An April 15 article by Susan Jones repeats claims that "Veterans and pro-life groups are among those protesting" the report. Jones asserted that the report "label[ed] pro-life supporters as rightwing extremists" without noting the history of violence perpetrated by some anti-abortion extremists.
Jones repeated criticism by the American Legion of the report for noting that Oklahoma City bomber Timothy McVeigh was a former member of the military without also noting that, as we've mentioned, a 2008 FBI report stated, in the words of the DHS, that "some returning military veterans from the wars in Iraq and Afghanistan have joined extremist groups," adding: "A review of FBI white supremacist extremist cases from October 2001 to May 2008 identified 203 individuals with confirmed or claimed military service active in the extremist movement at some time during the reporting period." (One abortion clinic bomber, Eric Rudolph, was also a former member of the military.)

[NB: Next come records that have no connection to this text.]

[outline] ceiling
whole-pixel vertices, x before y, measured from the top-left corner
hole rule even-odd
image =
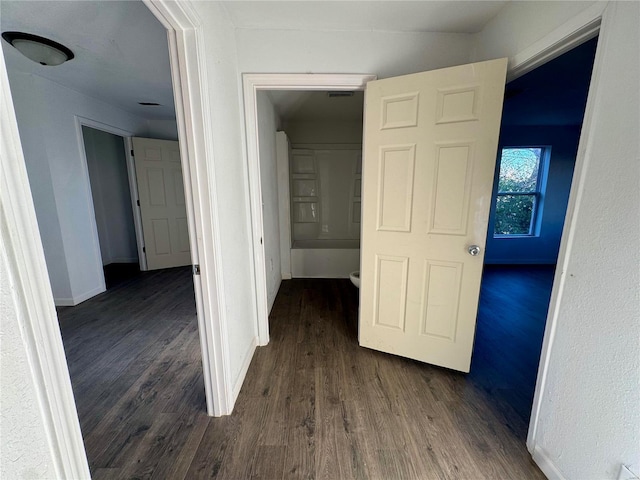
[[[237,28],[474,33],[507,2],[222,3]],[[166,31],[142,2],[2,0],[0,5],[2,31],[44,36],[75,54],[70,62],[46,67],[2,41],[9,69],[39,75],[148,119],[175,118]]]
[[[142,2],[2,0],[0,8],[3,32],[47,37],[75,55],[60,66],[42,66],[2,40],[9,69],[39,75],[148,119],[175,118],[167,33]]]
[[[473,33],[504,1],[234,1],[223,2],[238,28],[398,30]],[[38,65],[2,41],[7,66],[33,73],[148,119],[174,119],[164,27],[140,1],[5,1],[2,31],[51,38],[75,58]],[[512,82],[504,123],[575,125],[584,111],[595,40]],[[357,119],[361,94],[327,100],[323,92],[271,92],[283,119]],[[138,102],[161,106],[144,107]],[[338,108],[339,107],[339,108]],[[341,113],[338,114],[338,111]],[[527,112],[523,115],[521,112]]]

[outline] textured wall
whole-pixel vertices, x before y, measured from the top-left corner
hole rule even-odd
[[[537,445],[570,479],[640,467],[640,4],[607,7]],[[596,59],[597,61],[597,59]]]
[[[386,78],[467,63],[472,36],[237,29],[236,37],[241,73],[372,73]]]
[[[45,425],[22,341],[6,251],[0,249],[0,478],[55,478]]]

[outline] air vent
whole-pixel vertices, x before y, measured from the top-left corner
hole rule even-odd
[[[327,92],[329,98],[353,97],[353,92]]]
[[[159,103],[155,102],[138,102],[138,105],[142,105],[143,107],[159,107]]]

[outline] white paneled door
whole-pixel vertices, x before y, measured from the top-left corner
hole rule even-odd
[[[133,138],[149,270],[191,264],[178,142]]]
[[[367,84],[360,345],[469,371],[506,68]]]

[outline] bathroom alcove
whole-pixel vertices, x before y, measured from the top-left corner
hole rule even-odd
[[[364,94],[258,92],[269,308],[281,279],[359,269]]]

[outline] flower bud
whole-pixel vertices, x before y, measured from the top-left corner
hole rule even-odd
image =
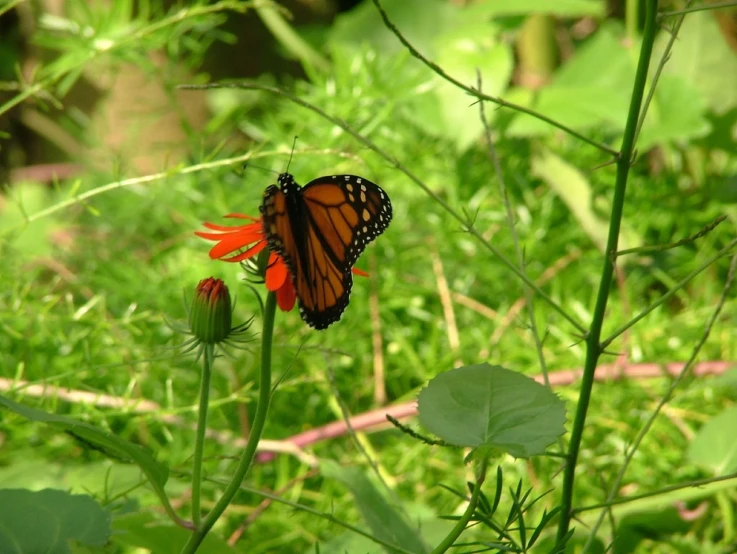
[[[189,328],[195,338],[205,344],[224,341],[232,330],[232,316],[225,283],[213,277],[200,281],[189,310]]]

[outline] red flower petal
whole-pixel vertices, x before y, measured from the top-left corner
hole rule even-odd
[[[368,277],[369,274],[363,271],[362,269],[358,269],[357,267],[351,268],[351,271],[353,272],[353,275],[360,275],[361,277]]]
[[[284,286],[276,291],[276,304],[282,312],[290,312],[294,308],[297,300],[297,293],[294,291],[292,282],[286,280]]]
[[[287,265],[274,252],[269,256],[269,265],[266,267],[266,288],[270,291],[278,291],[287,281]],[[292,287],[292,283],[289,283]]]

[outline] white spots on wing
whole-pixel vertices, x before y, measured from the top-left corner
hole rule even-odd
[[[361,188],[363,189],[363,187]],[[366,203],[366,193],[363,190],[361,191],[361,202]]]
[[[364,221],[368,221],[369,219],[371,219],[371,214],[366,208],[364,208],[363,213],[361,214],[361,217],[363,217]]]
[[[335,179],[335,177],[333,177],[333,179]],[[353,185],[351,185],[350,183],[348,183],[345,186],[345,190],[347,190],[348,192],[353,192]],[[353,200],[351,200],[351,202],[353,202]]]
[[[364,233],[368,233],[368,227],[366,227],[366,226],[364,225],[364,226],[363,226],[363,229],[362,229],[362,231],[363,231]]]
[[[351,204],[356,201],[356,197],[353,196],[351,193],[348,193],[348,200],[351,201]]]
[[[361,185],[361,192],[366,192],[366,185]]]

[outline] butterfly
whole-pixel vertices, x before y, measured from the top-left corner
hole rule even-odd
[[[307,325],[340,319],[353,286],[351,268],[392,219],[387,194],[356,175],[318,177],[300,187],[290,173],[264,192],[260,210],[269,249],[289,269]]]

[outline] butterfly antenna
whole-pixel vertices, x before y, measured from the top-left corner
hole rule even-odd
[[[297,146],[297,135],[294,135],[294,142],[292,142],[292,151],[289,153],[289,161],[287,162],[287,170],[285,173],[289,173],[289,166],[292,165],[292,156],[294,156],[294,148]]]
[[[260,169],[261,171],[266,171],[268,173],[274,173],[275,175],[279,175],[279,172],[278,171],[275,171],[273,169],[269,169],[268,167],[262,167],[260,165],[254,165],[254,164],[252,164],[250,162],[244,163],[243,164],[243,169],[241,171],[245,172],[246,169],[248,169],[249,167],[252,167],[254,169]]]

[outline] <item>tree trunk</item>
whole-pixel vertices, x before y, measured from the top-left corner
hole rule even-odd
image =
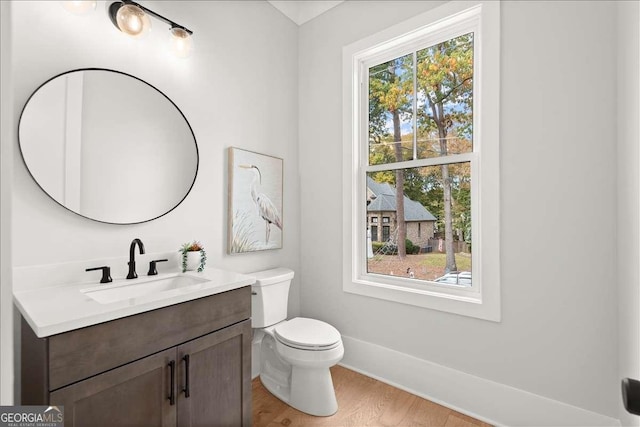
[[[393,111],[393,144],[396,154],[396,161],[401,162],[402,158],[402,135],[400,134],[400,113]],[[407,256],[407,224],[404,221],[404,170],[396,169],[396,224],[398,230],[398,258],[404,259]]]
[[[438,136],[440,137],[440,153],[447,155],[447,130],[444,123],[438,123]],[[451,178],[449,178],[449,165],[440,166],[442,172],[442,190],[444,194],[444,251],[447,255],[445,273],[457,271],[456,257],[453,252],[453,215],[451,212]]]
[[[440,166],[442,170],[442,188],[444,193],[444,250],[447,254],[447,264],[444,272],[457,271],[456,257],[453,252],[453,221],[451,214],[451,180],[449,165]]]
[[[440,139],[440,155],[446,156],[447,149],[447,128],[442,100],[434,103],[431,97],[427,97],[429,107],[433,113],[433,121],[438,127],[438,138]],[[451,179],[449,178],[449,165],[440,166],[442,172],[442,192],[444,195],[444,250],[446,253],[445,273],[458,271],[456,257],[453,252],[453,214],[451,212]]]

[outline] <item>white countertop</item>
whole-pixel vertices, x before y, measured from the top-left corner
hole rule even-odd
[[[175,274],[176,272],[165,273],[153,277],[160,279]],[[173,289],[109,304],[101,304],[82,292],[87,288],[97,287],[95,281],[15,291],[13,301],[36,335],[43,338],[230,291],[255,282],[252,276],[216,268],[206,268],[202,273],[180,274],[200,277],[207,281],[199,283],[188,292]],[[114,279],[113,283],[104,286],[133,285],[143,283],[144,280],[147,280],[147,276],[132,280]]]

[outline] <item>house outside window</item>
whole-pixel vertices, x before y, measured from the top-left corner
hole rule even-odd
[[[396,217],[396,190],[388,183],[378,183],[373,179],[367,179],[367,191],[374,195],[373,200],[367,204],[368,215],[376,215],[372,218],[377,219],[377,215],[382,215],[383,224],[397,224]],[[436,217],[431,214],[422,204],[404,197],[403,201],[405,223],[407,225],[407,238],[420,248],[429,246],[429,239],[433,237],[433,228],[436,223]],[[424,227],[430,230],[429,233],[419,233],[419,229]],[[383,242],[389,240],[393,235],[392,228],[387,227],[389,232],[387,238],[382,238]]]
[[[451,2],[344,49],[346,292],[500,319],[496,3]],[[364,221],[385,209],[397,254],[367,258]]]
[[[374,224],[377,224],[378,223],[378,217],[377,216],[371,217],[371,222],[374,223]]]

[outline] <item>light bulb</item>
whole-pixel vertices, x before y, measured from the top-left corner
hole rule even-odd
[[[186,58],[191,55],[193,39],[184,28],[173,27],[171,32],[171,51],[178,58]]]
[[[145,35],[151,29],[151,21],[142,9],[133,4],[125,4],[116,14],[118,28],[133,37]]]
[[[62,7],[74,15],[86,15],[96,9],[97,1],[63,1]]]

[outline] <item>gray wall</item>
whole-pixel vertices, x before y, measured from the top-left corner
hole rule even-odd
[[[619,377],[640,378],[640,6],[618,8],[618,370]],[[640,425],[619,403],[623,425]]]
[[[11,4],[0,2],[0,405],[13,403],[13,296],[11,287],[11,188],[13,96],[11,94]]]
[[[300,28],[302,312],[617,418],[615,3],[502,4],[502,322],[342,291],[342,47],[436,5],[346,2]]]

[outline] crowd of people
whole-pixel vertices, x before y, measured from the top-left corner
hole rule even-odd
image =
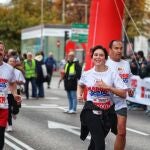
[[[45,73],[43,68],[45,67]],[[5,45],[0,41],[0,150],[4,147],[5,131],[13,131],[13,119],[21,108],[21,93],[26,99],[44,98],[43,83],[47,82],[50,88],[53,69],[56,60],[53,54],[44,60],[43,52],[33,55],[31,52],[22,56],[16,50],[5,50]],[[29,93],[29,83],[32,91]]]
[[[73,51],[59,64],[59,84],[64,81],[68,98],[65,113],[77,113],[78,100],[83,100],[87,91],[80,114],[80,138],[85,140],[88,133],[91,134],[88,150],[105,150],[105,138],[110,130],[116,135],[114,150],[124,150],[128,108],[147,109],[145,105],[127,103],[126,95],[134,94],[129,86],[132,75],[150,77],[150,55],[145,59],[143,51],[139,51],[126,61],[122,53],[123,42],[112,40],[108,50],[102,45],[91,48],[93,67],[88,71],[82,69]],[[12,131],[12,118],[16,119],[21,108],[22,87],[26,100],[44,98],[44,82],[50,89],[57,69],[52,52],[47,58],[43,52],[35,56],[27,52],[20,57],[13,49],[5,53],[5,45],[0,42],[0,149],[4,146],[5,129]]]
[[[139,76],[141,79],[150,77],[150,54],[147,59],[143,51],[134,52],[130,57],[130,68],[133,75]],[[146,110],[146,114],[150,116],[148,106],[129,102],[128,109],[130,110]]]

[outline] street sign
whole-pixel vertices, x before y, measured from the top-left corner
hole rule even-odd
[[[88,24],[72,24],[71,40],[86,43],[88,39]]]

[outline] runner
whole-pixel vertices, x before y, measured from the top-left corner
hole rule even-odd
[[[113,40],[109,44],[109,56],[107,65],[120,75],[123,82],[129,87],[129,79],[132,76],[130,65],[122,60],[123,43],[119,40]],[[132,90],[129,91],[132,96]],[[126,121],[127,121],[127,103],[126,99],[114,96],[115,110],[118,118],[118,134],[114,145],[114,150],[124,150],[126,144]]]
[[[102,46],[91,51],[94,67],[85,71],[78,84],[78,99],[83,98],[87,88],[87,101],[81,112],[81,139],[88,133],[91,141],[88,150],[105,150],[105,137],[109,130],[117,134],[117,116],[114,110],[112,95],[126,97],[126,85],[118,74],[105,65],[108,53]]]
[[[14,69],[3,62],[5,46],[0,41],[0,150],[4,147],[4,133],[8,121],[8,85],[18,103],[21,103],[21,97],[16,94],[16,84]]]
[[[25,83],[25,78],[22,72],[15,68],[16,59],[13,56],[11,56],[8,59],[8,64],[14,68],[15,80],[17,83],[17,93],[20,95],[21,93],[20,86]],[[6,131],[11,132],[13,131],[12,118],[16,119],[16,115],[19,113],[19,109],[21,108],[21,105],[18,105],[17,102],[15,101],[11,91],[8,91],[8,104],[9,104],[9,117]]]

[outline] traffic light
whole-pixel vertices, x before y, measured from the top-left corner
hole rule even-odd
[[[65,43],[69,39],[69,31],[65,31]]]

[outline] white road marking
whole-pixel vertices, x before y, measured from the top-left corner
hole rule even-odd
[[[20,147],[16,146],[14,143],[10,142],[9,140],[5,139],[5,143],[7,145],[9,145],[11,148],[15,149],[15,150],[23,150]]]
[[[40,104],[40,105],[22,105],[23,108],[35,108],[35,109],[48,109],[48,108],[57,108],[57,109],[61,109],[61,110],[66,110],[68,108],[68,106],[59,106],[57,104]],[[82,109],[83,106],[82,105],[78,105],[77,106],[78,109]]]
[[[29,145],[23,143],[22,141],[18,140],[17,138],[11,136],[10,134],[8,133],[5,133],[5,136],[9,139],[11,139],[12,141],[14,141],[15,143],[17,143],[18,145],[22,146],[23,148],[26,148],[27,150],[35,150],[33,149],[32,147],[30,147]],[[16,149],[18,150],[18,149]]]
[[[44,99],[53,99],[53,100],[58,100],[60,99],[59,97],[44,97]]]
[[[22,98],[23,98],[23,99],[26,99],[25,96],[22,96]],[[30,97],[29,97],[29,99],[30,99]],[[31,97],[31,99],[32,99],[32,97]],[[44,97],[44,98],[39,98],[39,99],[52,99],[52,100],[58,100],[58,99],[60,99],[60,98],[59,98],[59,97]]]
[[[40,104],[41,106],[58,107],[57,104]]]
[[[127,128],[127,130],[131,131],[131,132],[134,132],[134,133],[137,133],[137,134],[144,135],[144,136],[149,136],[149,134],[147,134],[147,133],[144,133],[144,132],[141,132],[141,131],[138,131],[138,130],[134,130],[134,129],[131,129],[131,128]]]
[[[63,129],[63,130],[66,130],[70,133],[73,133],[75,135],[80,136],[80,132],[75,130],[75,129],[79,130],[80,128],[75,127],[75,126],[66,125],[66,124],[54,122],[54,121],[48,121],[48,128],[50,128],[50,129]],[[87,136],[87,139],[90,140],[91,139],[90,136]]]
[[[22,107],[24,108],[41,108],[41,109],[48,109],[48,108],[57,108],[57,109],[60,109],[60,110],[66,110],[68,107],[67,106],[59,106],[57,104],[41,104],[41,106],[27,106],[27,105],[23,105]],[[83,108],[83,105],[78,105],[77,106],[78,109],[82,109]],[[150,134],[148,133],[144,133],[142,131],[138,131],[138,130],[135,130],[135,129],[131,129],[131,128],[127,128],[128,131],[131,131],[131,132],[134,132],[134,133],[137,133],[137,134],[140,134],[140,135],[144,135],[144,136],[149,136]]]

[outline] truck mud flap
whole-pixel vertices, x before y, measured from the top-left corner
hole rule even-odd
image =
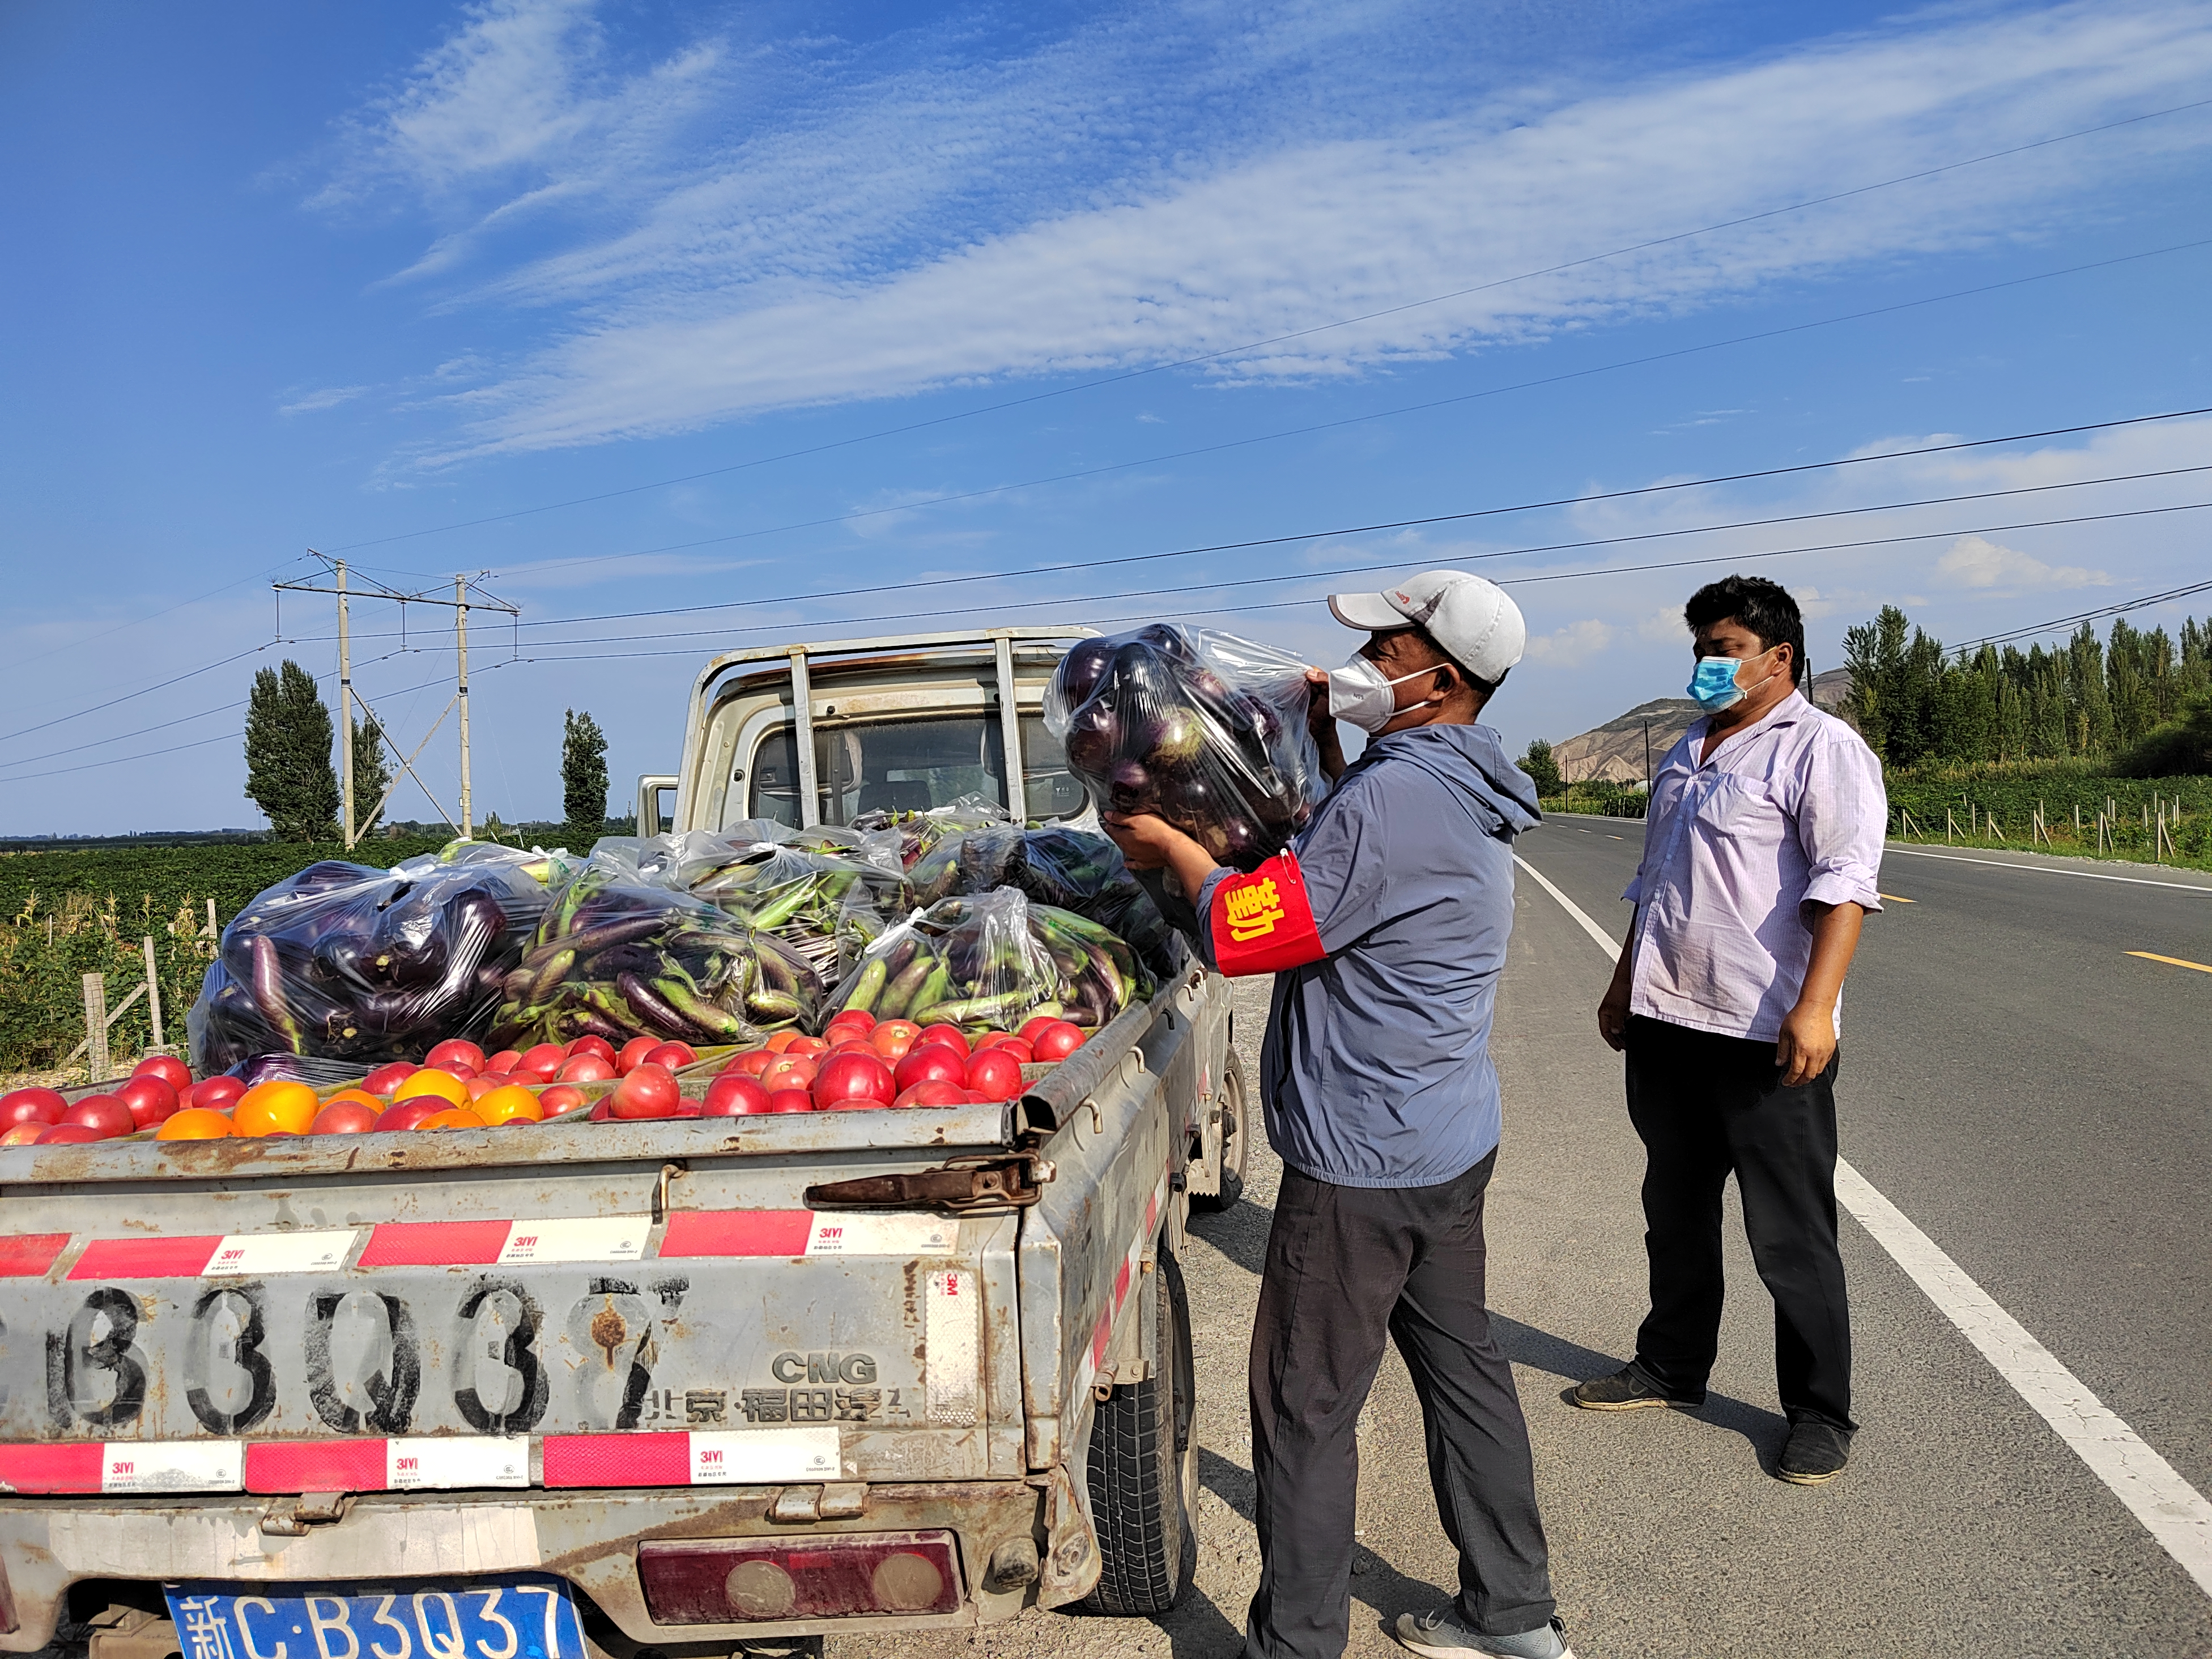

Jones also seems to justify Richard Poplawski's killing of three Pittsburgh policemen by writing that "People who knew the suspect said was worried about his weapons being seized during the anti-gun Obama administration." At no point does Jones offer any evidence that Obama is "anti-gun" -- perhaps because there isn't any.
An April 16 article by Jones claiming that "Many conservative gun owners will feel threatened and insulted by the report" (though quoting only one) basessly suggests that a call for "re-imposing the ban on semi-automatic weapons" by "Obama’s own Justice Department" is a direct contradiction of Obama's statement during the campaign that "he would not take their weapons away." In fact, the weapon ban that the Obama administration has shown interest in re-instituting does not ban all "semi-automatic weapons," as Jones falsely suggests, but only selected types of semi-automatic military-style guns.